Regarding expert reviews, we may invite additional reviewers during any stage of the process. Thus, we ask authors to specify all strong conflicts (even people outside the current committee) during the initial submission. Furthermore, we are planning to have reviewers review reviews by the other reviewers to improve the quality of the process in the long run.

At the end of this discussion, let me place a shameless plug for efforts to improve performance interpretability :-): We hope that the state of performance reporting can be improved at SC18. While many submissions use excellent scientific methods for evaluating performance on parallel computing systems, some can be improved following very simple rules. I made an attempt to formalize a set of basic rules for performance reporting in the SC15 State-of-the-Practice paper “Scientific Benchmarking of Parallel Computing Systems”. I invite all authors to follow these rules to improve their submissions to any conference (they are of course NOT a prerequisite for SC18 but generally useful 😉 ).

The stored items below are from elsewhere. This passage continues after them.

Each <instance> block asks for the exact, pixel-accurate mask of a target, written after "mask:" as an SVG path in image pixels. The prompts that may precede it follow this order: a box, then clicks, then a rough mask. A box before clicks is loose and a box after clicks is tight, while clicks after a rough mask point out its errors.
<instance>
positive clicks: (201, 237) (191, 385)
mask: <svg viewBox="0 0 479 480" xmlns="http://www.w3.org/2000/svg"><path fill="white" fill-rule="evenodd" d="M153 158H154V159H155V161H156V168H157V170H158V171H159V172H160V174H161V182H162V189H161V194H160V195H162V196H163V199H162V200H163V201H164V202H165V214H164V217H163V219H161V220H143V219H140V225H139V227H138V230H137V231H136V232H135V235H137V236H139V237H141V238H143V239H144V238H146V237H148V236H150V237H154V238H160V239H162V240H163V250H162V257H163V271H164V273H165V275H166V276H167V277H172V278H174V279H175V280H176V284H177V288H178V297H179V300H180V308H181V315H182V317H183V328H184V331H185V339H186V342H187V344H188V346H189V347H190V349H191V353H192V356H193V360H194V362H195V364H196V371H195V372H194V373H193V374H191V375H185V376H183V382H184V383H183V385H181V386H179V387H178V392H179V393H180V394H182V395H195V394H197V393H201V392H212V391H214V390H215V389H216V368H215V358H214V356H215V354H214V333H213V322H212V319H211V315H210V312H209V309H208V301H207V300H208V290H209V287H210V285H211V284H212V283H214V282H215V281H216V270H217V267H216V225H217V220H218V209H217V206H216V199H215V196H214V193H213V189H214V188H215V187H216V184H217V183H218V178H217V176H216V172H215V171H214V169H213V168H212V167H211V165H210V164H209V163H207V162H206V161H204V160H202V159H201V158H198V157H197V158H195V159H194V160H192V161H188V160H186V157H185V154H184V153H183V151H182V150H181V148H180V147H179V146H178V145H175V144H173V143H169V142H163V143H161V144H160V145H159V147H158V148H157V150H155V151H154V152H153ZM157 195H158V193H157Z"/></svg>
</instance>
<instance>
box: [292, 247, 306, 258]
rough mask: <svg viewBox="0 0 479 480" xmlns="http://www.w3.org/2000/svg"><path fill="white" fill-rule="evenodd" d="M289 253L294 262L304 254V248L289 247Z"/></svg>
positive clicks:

We are very much looking forward to work with the technical papers team to make SC18 the best technical program ever and consolidate the leading position of the SC conference series in field of HPC. Please let me or Todd know if you have any comments, make sure to submit your best work to SC18 before March 28, and help us to make SC18 have the strongest paper track ever!

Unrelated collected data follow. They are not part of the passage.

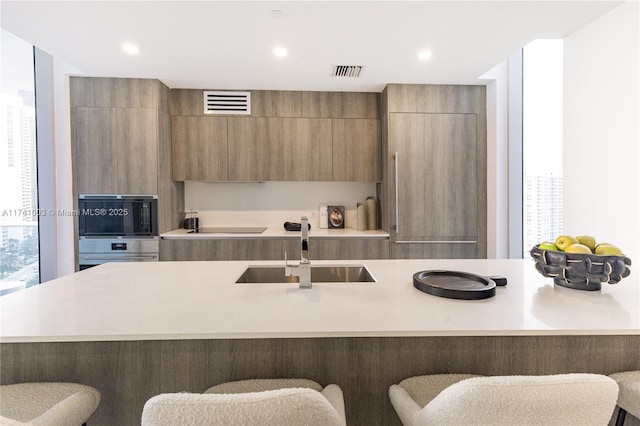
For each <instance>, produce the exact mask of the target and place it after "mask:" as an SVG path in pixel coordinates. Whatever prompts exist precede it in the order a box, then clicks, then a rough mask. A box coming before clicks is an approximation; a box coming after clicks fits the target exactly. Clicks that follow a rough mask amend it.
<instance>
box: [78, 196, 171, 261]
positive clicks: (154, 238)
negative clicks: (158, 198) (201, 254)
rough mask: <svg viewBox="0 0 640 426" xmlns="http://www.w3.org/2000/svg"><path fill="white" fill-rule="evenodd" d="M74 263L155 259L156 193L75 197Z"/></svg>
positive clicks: (156, 227) (156, 216)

I want to especially thank David Keyes for advice and help during PASC’16, Todd Gamblin for the great support for the organization of SC18, and Bronis de Supinsky for ideas regarding the adoption of the PASC process to the SC18 conference. Most thanks goes to the track chairs and vice chairs that will support the implementation of the process during the SC18 paper selection process (in the order of the tracks): Aydin Buluc, Maryam Mehri Dehnavi, Erik Draeger, Allison Baker, Si Hammond, Madeleine Glick, Lavanya Ramakrishnan, Ioan Raicu, Rob Ross, Kelly Gaither, Felix Wolf, Laura Carrington, Pat McCormick, Naoya Maruyama, Bronis de Supinski, Ashley Barker, Ron Brightwell, and Rosa Badia. And last but not least the 200+ reviewers of the SC18 technical papers program!